THE TENSION/RELAXATION PRINCIPAL IN 20TH CENTURY HARMONY


Copyright - Jim Mccarthy. 26/10/95'


INTRODUCTION

The issue of tension and relaxation in music is perhaps one of the most important. For the same reason that it is impossible to avoid movement from one to the other in any sound that is not completely static, it is also impossible to have music and all that it implies without some modulation in tension. Although musics of differing cultures may sometimes use differing methods of altering tension, it is this tension flux that ultimately is the music.

The performer must essentially understand the basic mechanisms involved, to most effectively execute a written part. For example, a rising melody normally associated with increasing tension is enhanced by an increase in volume, which is also associated with increased tension. If two aspects of music do not complement each other in this way, it is not necessarily an incorrect interpretation, however such devices can be used to increase the overall effect.
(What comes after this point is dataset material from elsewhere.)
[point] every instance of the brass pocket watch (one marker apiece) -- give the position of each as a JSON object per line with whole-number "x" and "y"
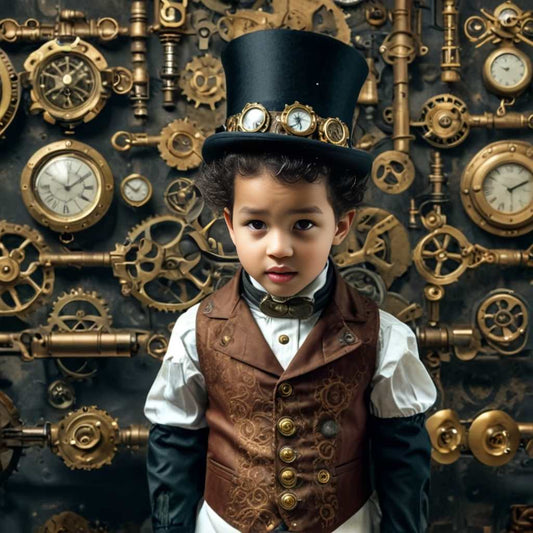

In Western music of the Twentieth Century, There is a large range of devices which can be used to create tension and relaxation. Wallace Berry writes: "The concept of progressive and recessive actions within confluent element structures suggests the useful basic principal that in an important sense, there are "dissonances" and "resolutions" within all of music's parameters. The clear relevance of this idea is apparent with even a little thought: thus, for example, an upward leap in the pitch-line, a highly active (perhaps imitative) texture of competing lines, relative ambiguity or (in relation to a referential norm) asymmetry of metric relations - any of these can, like other comparable conditions of instability and expectancy of restoration of "simpler" states, be conceived as "dissonant," as evocative of intense feeling and subjective involvement in potentially absorbing actions and interactions, pertinent to the elements of tonality, harmony, melody, texture, and rhythm, as to further parameters within each of these, are a principal substance of function and expression in music." (*1.)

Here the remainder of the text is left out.